How to perform better document version control on Excel files and SQL schema files

The answer I have written here can be applied in this case. A tool called xls2txt can provide human-readable output from .xls files. So in short, you should put this to your .gitattributes file:

*.xls diff=xls

And in the .git/config:

[diff "xls"]
    binary = true
    textconv = /path/to/xls2txt

Of course, I'm sure you can find similar tools for other file types as well, making git diff a very useful tool for office documents. This is what I currently have in my global .gitconfig:

[diff "xls"]
    binary = true
    textconv = /usr/bin/py_xls2txt
[diff "pdf"]
    binary = true
    textconv = /usr/bin/pdf2txt
[diff "doc"]
    binary = true
    textconv = /usr/bin/catdoc
[diff "docx"]
    binary = true
    textconv = /usr/bin/docx2txt

The Pro Git book has a good chapter on the subject: 8.2 Customizing Git - Git Attributes

Since you've tagged your question with git I assume you are asking about Git usage for this.

Well, SQL dumps are normal text files so it makes perfect sense to track them with Git. Just create a repository and store them in it. When you get a new version of a file, simply overwrite it and commit, Git will figure out everything for you, and you'll be able to see modification dates, checkout specific versions of this file and compare different versions.

The same is true for .xlsx if you decompress them. .xlsx files are zipped up directories of XML files (See How to properly assemble a valid xlsx file from its internal sub-components?). Git will view them as binary unless decompressed. It is possible to unzip the .xlsx and track the changes to the individual XML files inside of the archive.

You could also do this with .xls files, but the problem here is that .xls format is binary, so you can't get meaningful diffs from it.

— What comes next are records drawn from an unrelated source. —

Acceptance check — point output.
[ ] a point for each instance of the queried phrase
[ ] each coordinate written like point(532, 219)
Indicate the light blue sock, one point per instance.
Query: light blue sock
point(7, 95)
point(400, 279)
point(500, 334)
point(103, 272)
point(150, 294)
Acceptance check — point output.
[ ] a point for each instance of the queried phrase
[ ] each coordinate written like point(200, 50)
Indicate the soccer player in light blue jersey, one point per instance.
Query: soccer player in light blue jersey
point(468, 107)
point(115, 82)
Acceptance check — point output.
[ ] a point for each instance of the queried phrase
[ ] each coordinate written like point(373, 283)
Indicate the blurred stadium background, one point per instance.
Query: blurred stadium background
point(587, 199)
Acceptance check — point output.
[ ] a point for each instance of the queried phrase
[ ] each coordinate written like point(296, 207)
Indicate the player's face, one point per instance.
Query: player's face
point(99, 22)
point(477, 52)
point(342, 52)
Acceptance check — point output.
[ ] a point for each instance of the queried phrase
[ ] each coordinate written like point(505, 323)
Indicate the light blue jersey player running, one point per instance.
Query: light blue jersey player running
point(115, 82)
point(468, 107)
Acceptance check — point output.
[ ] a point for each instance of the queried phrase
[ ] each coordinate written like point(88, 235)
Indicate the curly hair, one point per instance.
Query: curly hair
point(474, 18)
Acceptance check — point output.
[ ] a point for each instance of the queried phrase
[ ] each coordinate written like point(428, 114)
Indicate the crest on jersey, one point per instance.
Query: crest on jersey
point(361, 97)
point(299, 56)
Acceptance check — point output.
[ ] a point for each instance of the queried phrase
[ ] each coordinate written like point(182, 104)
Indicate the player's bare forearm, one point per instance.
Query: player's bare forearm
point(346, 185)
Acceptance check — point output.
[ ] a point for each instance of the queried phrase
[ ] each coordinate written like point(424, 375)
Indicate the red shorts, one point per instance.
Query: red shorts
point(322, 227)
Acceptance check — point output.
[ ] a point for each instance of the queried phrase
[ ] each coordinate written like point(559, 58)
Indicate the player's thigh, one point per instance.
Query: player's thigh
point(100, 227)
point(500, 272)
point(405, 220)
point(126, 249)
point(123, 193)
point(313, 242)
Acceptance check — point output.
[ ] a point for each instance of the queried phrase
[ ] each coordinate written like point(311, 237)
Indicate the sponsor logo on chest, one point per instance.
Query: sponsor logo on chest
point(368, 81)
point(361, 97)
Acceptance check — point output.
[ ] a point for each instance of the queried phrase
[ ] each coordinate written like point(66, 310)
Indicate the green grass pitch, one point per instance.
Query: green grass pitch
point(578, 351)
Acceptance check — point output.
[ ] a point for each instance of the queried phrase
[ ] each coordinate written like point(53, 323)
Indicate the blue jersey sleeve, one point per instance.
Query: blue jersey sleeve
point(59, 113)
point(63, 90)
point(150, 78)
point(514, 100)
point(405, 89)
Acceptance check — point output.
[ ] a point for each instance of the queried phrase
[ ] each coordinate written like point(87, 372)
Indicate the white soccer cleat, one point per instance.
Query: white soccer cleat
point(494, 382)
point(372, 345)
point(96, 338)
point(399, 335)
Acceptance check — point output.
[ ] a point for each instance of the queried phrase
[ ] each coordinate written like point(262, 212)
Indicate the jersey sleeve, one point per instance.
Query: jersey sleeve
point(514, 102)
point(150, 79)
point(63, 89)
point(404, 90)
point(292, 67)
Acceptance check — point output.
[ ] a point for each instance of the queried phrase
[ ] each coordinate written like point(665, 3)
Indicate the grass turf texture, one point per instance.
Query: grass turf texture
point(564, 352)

But you'll still be able to see modification history and checkout specific versions.

I've been struggling with this exact problem for the last few days and have written a small .NET utility to extract and normalise Excel files in such a way that they're much easier to store in source control. I've published the executable here:

https://bitbucket.org/htilabs/ooxmlunpack/downloads/OoXmlUnpack.exe

..and the source here:

https://bitbucket.org/htilabs/ooxmlunpack

If there's any interest I'm happy to make this more configurable, but at the moment, you should put the executable in a folder (e.g. the root of your source repository) and when you run it, it will:

Scan the folder and its subfolders for any .xlsx and .xlsm files
Take a copy of the file as *.orig.
Unzip each file and re-zip it with no compression.
Pretty-print any files in the archive which are valid XML.
Delete the calcchain.xml file from the archive (since it changes a lot and doesn't affect the content of the file).
Inline any unformatted text values (otherwise these are kept in a lookup table which causes big changes in the internal XML if even a single cell is modified).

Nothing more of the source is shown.